An American Investigates

Wherever Marconi went in these heady early days of his fame he was sure to have along with him a writer commissioned by the American McClure’s magazine. Founded in 1894 by an Irish émigré, Samuel McClure, McClure’s was one of the first publications to make use of the new process of photo-engraving, which put the old woodcut engravers out of business, as photographs could now be reproduced at a fraction of the cost of hand-carved illustrations. McClure’s sold for fifteen cents on the news-stands, yet it could attract such eminent writers as Rudyard Kipling and Arthur Conan Doyle. It was the policy of the magazine to invite writers of fiction to cover news events, and McClure’s fascination with Marconi resulted in a series of wonderfully colourful descriptions of the young inventor at work.

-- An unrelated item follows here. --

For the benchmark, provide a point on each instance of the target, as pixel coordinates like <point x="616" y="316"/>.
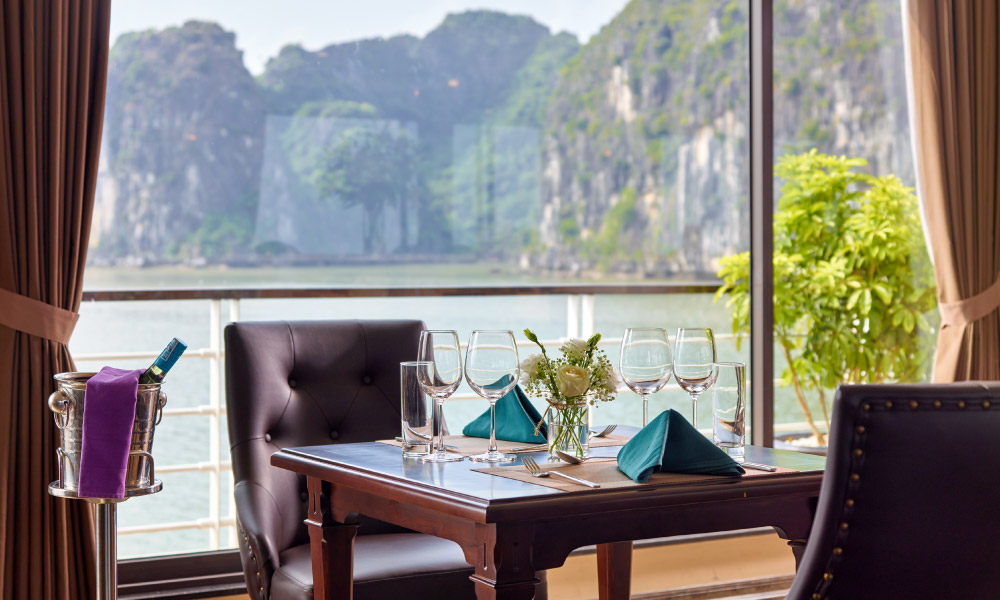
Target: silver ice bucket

Marconi had already made the headlines with his coverage of the Kingston Regatta and his link-up between Queen Victoria and the Prince of Wales at the Isle of Wight, as well as one or two other well-publicised demonstrations of his invention. When McClure’s learned that the French government had asked him if he could send a wireless signal across the English Channel – at thirty-two miles by far the greatest distance attempted up to that time – in the spring of 1899, it decided that this had to be covered. Cleveland Moffett, a writer of fictional detective stories, and a fellow reporter, Robert McClure, brother of the magazine’s founder, were despatched to cover the historic event, and to reassure themselves and their readers that there was no trickery involved. Moffett joined Marconi on the French side, in the small town of Wimereux, close to Boulogne-sur-Mer, where thirty-five years before Annie Jameson had secretly married Giuseppe Marconi. He wrote:

At five o’clock on the afternoon of Monday, March 27th, everything being ready, Marconi pressed the sending-key for the first cross-channel message. There was nothing different in the transmission from the method grown familiar now through months at the Alum Bay and Poole stations. Transmitter and receiver were quite the same; and a seven-strand copper wire, well insulated and hung from the sprit of a mast 150 feet high, was used. The mast stood in the sand just at sea level, with no height of cliff or bank to give aid.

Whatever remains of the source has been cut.